Does having a filter which is not maximal implies the negation of Łoś theorem?

Question

If we have a family $(\mathfrak{M}_i)_{i\in I}$ of $L$-structures, and a filter $\mathcal{F}$ over $I$, we can define the reduced product $\prod_{i\in I}\mathfrak{M }_i/\mathcal{F}$. If $\mathcal{F}$ is an ultrafilter, the following property called Łoś's theorem is verified for all formula $F[v_1,...,v_n]$ and all elements $(a_1^i)\dots(a_n^i)$ in $\prod_{i\in I}|\mathfrak{M}_i|$: $$\prod_{i\in I}\mathfrak{M }_i/\mathcal{F}\models F[\widetilde{(a_1^i)},\dots,\widetilde{(a_n^i)}]\Leftrightarrow\{i\in I|\mathfrak{M}_i\models F[a_1^i,\dots,a_n^i]\}\in\mathcal{F}$$

I was wondering if we could find a counter-examples if $\mathcal{F}$ is not an ultrafilter. I can find a language and a structure in which this property is false for a given $\mathcal{F}$. For example take the language $L_0$ with just two 1-ary relation $R$ and $S$, the $L_0$-structure $\mathfrak{M}_0$ with base set $\{0,1\}$, $\overline{R}^{\mathfrak{M}_0}=\{0\}$ and $\overline{S}^{\mathfrak{M}_0}=\{1\}$. Take the formula $F=\forall x,Rx\vee Sx$. Then $\mathfrak{M}\models F$ but $\mathfrak{M}^I/\mathcal{F}\not\models F$ (if $G\in \mathcal{P}(I)$ such that $G\not\in\mathcal{F}$ and $^cG\not\in\mathcal{F}$ take the element $(x^i)_{i\in I}$ which is equal to $1$ on $G$ and $0$ on $^cG$).
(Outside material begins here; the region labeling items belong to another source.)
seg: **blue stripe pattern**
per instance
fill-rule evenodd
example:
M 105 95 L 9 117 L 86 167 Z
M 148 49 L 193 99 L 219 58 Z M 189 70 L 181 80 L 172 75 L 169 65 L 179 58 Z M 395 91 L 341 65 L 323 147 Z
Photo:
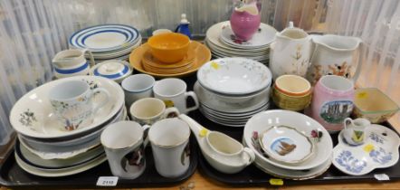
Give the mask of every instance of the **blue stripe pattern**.
M 89 67 L 89 62 L 86 62 L 82 66 L 78 67 L 78 68 L 74 68 L 74 69 L 71 69 L 71 70 L 62 70 L 62 69 L 57 69 L 54 67 L 54 71 L 60 74 L 73 74 L 75 72 L 81 71 L 88 67 Z
M 124 65 L 124 69 L 116 74 L 100 74 L 99 72 L 99 69 L 94 70 L 93 74 L 96 76 L 101 76 L 101 77 L 105 77 L 108 79 L 117 79 L 119 77 L 124 76 L 128 72 L 129 70 L 129 68 L 127 65 Z

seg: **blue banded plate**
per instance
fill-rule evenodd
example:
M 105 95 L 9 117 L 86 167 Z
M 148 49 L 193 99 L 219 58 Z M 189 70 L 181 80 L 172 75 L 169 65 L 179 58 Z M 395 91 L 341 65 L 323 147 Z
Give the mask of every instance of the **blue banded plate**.
M 139 36 L 138 31 L 129 25 L 102 24 L 74 33 L 69 43 L 75 48 L 102 52 L 129 48 L 138 42 Z

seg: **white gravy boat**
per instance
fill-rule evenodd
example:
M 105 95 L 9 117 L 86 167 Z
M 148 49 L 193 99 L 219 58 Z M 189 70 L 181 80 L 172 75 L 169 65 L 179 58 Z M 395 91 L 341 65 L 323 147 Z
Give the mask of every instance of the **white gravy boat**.
M 242 171 L 255 159 L 254 152 L 231 137 L 210 131 L 185 114 L 179 119 L 186 121 L 199 144 L 203 156 L 216 170 L 225 174 Z

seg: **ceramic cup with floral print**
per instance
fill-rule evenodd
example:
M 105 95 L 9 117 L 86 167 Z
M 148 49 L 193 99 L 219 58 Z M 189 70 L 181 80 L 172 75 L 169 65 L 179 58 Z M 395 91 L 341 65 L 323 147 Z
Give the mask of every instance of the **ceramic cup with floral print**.
M 343 129 L 343 121 L 353 110 L 354 85 L 341 76 L 326 75 L 314 88 L 311 116 L 329 132 Z
M 100 136 L 112 175 L 127 179 L 138 177 L 146 168 L 144 131 L 135 121 L 109 125 Z
M 175 107 L 179 112 L 186 114 L 198 109 L 197 96 L 193 91 L 186 91 L 186 83 L 176 78 L 158 81 L 153 87 L 154 97 L 162 100 L 167 108 Z M 195 105 L 187 108 L 186 100 L 192 98 Z
M 276 40 L 271 45 L 270 68 L 273 80 L 283 74 L 306 77 L 311 49 L 311 36 L 290 22 L 288 28 L 276 33 Z
M 141 125 L 152 125 L 166 118 L 175 118 L 179 115 L 176 108 L 167 108 L 163 100 L 156 98 L 140 99 L 130 106 L 129 113 L 132 120 Z
M 190 128 L 179 119 L 165 119 L 148 130 L 156 170 L 165 177 L 177 177 L 190 165 Z
M 98 105 L 93 98 L 104 93 L 105 100 Z M 62 130 L 75 130 L 90 125 L 96 112 L 110 100 L 110 92 L 102 88 L 91 90 L 83 81 L 68 81 L 50 90 L 50 103 L 62 123 Z

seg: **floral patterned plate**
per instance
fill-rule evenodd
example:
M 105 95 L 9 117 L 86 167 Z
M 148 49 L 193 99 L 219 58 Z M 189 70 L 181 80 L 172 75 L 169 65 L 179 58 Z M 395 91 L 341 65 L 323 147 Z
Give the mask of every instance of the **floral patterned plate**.
M 389 167 L 397 163 L 400 138 L 386 127 L 376 124 L 367 127 L 365 142 L 358 146 L 348 145 L 342 134 L 343 131 L 333 149 L 333 165 L 340 171 L 362 176 L 375 168 Z
M 50 89 L 68 81 L 84 81 L 90 89 L 105 88 L 112 92 L 108 103 L 93 116 L 93 122 L 82 128 L 67 131 L 62 130 L 61 122 L 54 116 L 48 99 Z M 93 104 L 101 103 L 102 94 L 96 94 Z M 10 112 L 10 122 L 20 134 L 30 138 L 55 140 L 58 138 L 71 139 L 93 132 L 101 124 L 106 123 L 117 115 L 124 105 L 124 91 L 115 81 L 98 76 L 75 76 L 60 79 L 37 87 L 23 96 L 13 107 Z
M 205 89 L 224 95 L 256 93 L 271 85 L 272 74 L 262 63 L 246 58 L 221 58 L 204 64 L 197 71 Z

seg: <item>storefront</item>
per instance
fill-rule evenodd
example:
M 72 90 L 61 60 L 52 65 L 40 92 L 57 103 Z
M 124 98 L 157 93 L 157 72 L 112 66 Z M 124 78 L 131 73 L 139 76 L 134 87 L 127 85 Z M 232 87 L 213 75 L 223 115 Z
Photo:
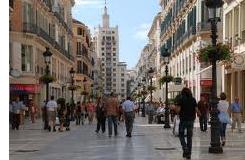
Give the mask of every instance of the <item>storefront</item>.
M 29 99 L 33 99 L 39 106 L 40 88 L 39 84 L 10 84 L 10 100 L 20 97 L 20 100 L 27 104 Z

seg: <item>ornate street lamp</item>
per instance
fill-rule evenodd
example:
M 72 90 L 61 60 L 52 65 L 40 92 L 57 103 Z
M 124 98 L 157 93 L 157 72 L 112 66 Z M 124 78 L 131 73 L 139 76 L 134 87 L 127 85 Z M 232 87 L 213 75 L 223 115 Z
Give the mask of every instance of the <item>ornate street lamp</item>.
M 168 49 L 163 46 L 161 48 L 161 56 L 163 57 L 163 61 L 165 64 L 165 74 L 166 77 L 168 76 L 168 64 L 169 64 L 169 57 L 170 57 L 170 52 Z M 168 106 L 168 81 L 166 83 L 166 92 L 165 92 L 165 122 L 164 122 L 164 128 L 171 128 L 169 124 L 169 106 Z
M 211 38 L 212 45 L 216 47 L 217 44 L 217 23 L 220 22 L 221 8 L 224 4 L 222 0 L 205 0 L 206 6 L 209 10 L 209 22 L 211 23 Z M 216 74 L 216 51 L 212 54 L 212 93 L 211 93 L 211 142 L 209 147 L 209 153 L 223 153 L 223 149 L 220 144 L 220 122 L 218 119 L 218 98 L 217 98 L 217 74 Z
M 148 75 L 150 77 L 150 86 L 151 86 L 151 89 L 150 89 L 150 93 L 151 93 L 151 104 L 152 104 L 152 78 L 153 78 L 153 74 L 154 74 L 154 70 L 153 68 L 151 67 L 148 71 Z
M 49 51 L 49 48 L 46 47 L 46 51 L 43 52 L 44 62 L 46 64 L 45 68 L 45 76 L 50 76 L 49 64 L 51 63 L 52 53 Z M 45 81 L 46 83 L 46 104 L 49 100 L 49 83 L 50 81 Z M 44 129 L 48 129 L 48 115 L 47 115 L 47 107 L 44 107 Z
M 142 117 L 145 117 L 145 82 L 146 79 L 145 77 L 142 78 L 142 84 L 143 84 L 143 98 L 142 98 L 142 103 L 143 103 L 143 107 L 142 107 Z
M 74 77 L 75 77 L 76 71 L 73 69 L 73 67 L 70 70 L 70 75 L 71 75 L 71 104 L 72 106 L 74 105 L 74 90 L 76 89 L 74 86 Z

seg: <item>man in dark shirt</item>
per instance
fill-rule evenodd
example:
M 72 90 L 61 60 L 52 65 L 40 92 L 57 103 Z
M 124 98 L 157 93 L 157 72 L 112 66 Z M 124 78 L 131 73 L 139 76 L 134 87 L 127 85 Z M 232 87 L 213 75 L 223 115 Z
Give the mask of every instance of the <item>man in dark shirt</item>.
M 204 96 L 201 96 L 200 101 L 197 104 L 198 110 L 200 111 L 199 116 L 199 122 L 200 122 L 200 129 L 202 132 L 207 131 L 207 123 L 208 123 L 208 109 L 209 105 L 207 101 L 205 100 Z
M 183 149 L 183 157 L 191 159 L 193 125 L 196 118 L 197 103 L 189 88 L 183 88 L 181 95 L 177 99 L 176 112 L 179 113 L 179 139 Z M 187 130 L 187 142 L 185 140 L 185 130 Z

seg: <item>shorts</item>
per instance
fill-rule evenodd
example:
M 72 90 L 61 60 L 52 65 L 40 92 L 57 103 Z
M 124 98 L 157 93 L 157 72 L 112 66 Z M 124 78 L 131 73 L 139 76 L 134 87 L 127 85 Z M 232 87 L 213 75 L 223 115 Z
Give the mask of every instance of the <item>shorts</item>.
M 56 114 L 55 111 L 48 111 L 48 121 L 56 121 Z

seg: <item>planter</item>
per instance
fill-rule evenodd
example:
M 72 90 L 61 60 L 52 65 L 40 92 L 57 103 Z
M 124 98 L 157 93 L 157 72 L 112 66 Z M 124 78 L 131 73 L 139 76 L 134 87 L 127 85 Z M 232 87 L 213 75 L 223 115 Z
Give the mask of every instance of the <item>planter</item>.
M 87 91 L 82 91 L 81 92 L 81 95 L 84 95 L 84 96 L 86 96 L 86 95 L 88 95 L 89 93 L 87 92 Z
M 154 90 L 156 90 L 156 87 L 155 86 L 148 86 L 148 91 L 154 91 Z
M 163 76 L 161 79 L 160 79 L 160 84 L 163 84 L 163 83 L 169 83 L 173 81 L 173 77 L 172 76 Z
M 56 79 L 51 75 L 44 75 L 39 78 L 39 81 L 43 83 L 51 83 L 51 82 L 56 81 Z
M 229 45 L 218 43 L 217 47 L 208 45 L 207 47 L 201 48 L 197 53 L 199 62 L 211 62 L 213 56 L 215 56 L 217 61 L 232 62 L 233 51 Z

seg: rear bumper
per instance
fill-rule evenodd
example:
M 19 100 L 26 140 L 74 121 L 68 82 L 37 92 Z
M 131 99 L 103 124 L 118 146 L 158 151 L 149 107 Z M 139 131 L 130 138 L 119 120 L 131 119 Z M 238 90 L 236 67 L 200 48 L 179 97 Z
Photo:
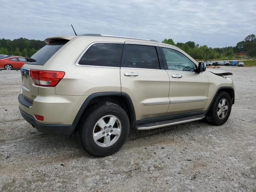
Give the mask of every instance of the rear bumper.
M 69 135 L 75 129 L 75 127 L 72 125 L 49 124 L 38 123 L 33 117 L 24 112 L 20 107 L 19 107 L 19 109 L 23 118 L 40 132 L 46 134 Z

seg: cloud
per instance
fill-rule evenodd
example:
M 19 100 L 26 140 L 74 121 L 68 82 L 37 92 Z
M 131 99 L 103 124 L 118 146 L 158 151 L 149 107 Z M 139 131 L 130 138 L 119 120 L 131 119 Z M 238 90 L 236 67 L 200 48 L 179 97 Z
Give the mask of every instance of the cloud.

Now, given a filter $\mathcal{F}$ which is not an ultrafilter, a language $L$ and structures $\mathfrak{M}_i$, is there always a formula (a sentence ?) which does not verify Łoś's theorem ? If it is false, then, given a filter $\mathcal{F}$ which is not an ultrafilter and a language $L$, can we find structures $\mathfrak{M}_i$ (I would rather have $i\rightarrow\mathfrak{M}_i$ constant) and a formula (a sentence ?) F, which do not verify the theorem ?

Answer 1

The answer is yes on both accounts, at least assuming the initial structures are nontrivial (i.e. have more than $1$ element), or at least that it is not true that $\mathcal F$-almost all are trivial.

Consider the formula $\neg (x=y)$, a set $A\notin \mathcal F$ with $A^c\notin\mathcal F$, and let $x_i,y_i$ be two sequences such that $x_i=y_i$ if and only if $i\in A$. Then $(x_i)/\mathcal F\neq (y_i)/\mathcal F$ even though this is not witnessed by a large set of $i$.

The key thing is, for any reduced product, positive combinations are preserved, even with quantifiers, but you need $A\in \mathcal U$ or $A^c\in \mathcal U$ to deal with negation. Otherwise (the supposed more general version of) Łoś's theorem would violate the law of excluded middle.

Answer 2

tomasz shows that if $\mathcal{F}$ is not an ultrafilter, you can always find a formula which does not verify Łoś's theorem. However, you might not be able to do this with a sentence. For example, taking $L$ to be the language with just equality, any reduced product of a collection of infinite sets is an infinite set. All infinite sets are elementarily equivalent, so a sentence is satisfied in the reduced product if and only if it is satisfied in all of the factors.

In your second version of the question, however, you allow free choice of structures $\{M_i\}_{i\in I}$, given a fixed $\mathcal{F}$ and $L$. Here you can take each $M_i$ to be a set with two elements. The reduced product will have more than $2$ elements: Let $X$ be such that neither $X$ nor $X^c$ are in $\mathcal{F}$. Then there are four elements which are constant on $X$ and $X^c$, none of which are equal. So the sentence $\exists x\exists y\exists z (x\neq y \land x\neq z\land y\neq z)$ will be true in the reduced product, but in none of the factors.

For more information on Łoś's theorem for reduced products, see my answer here.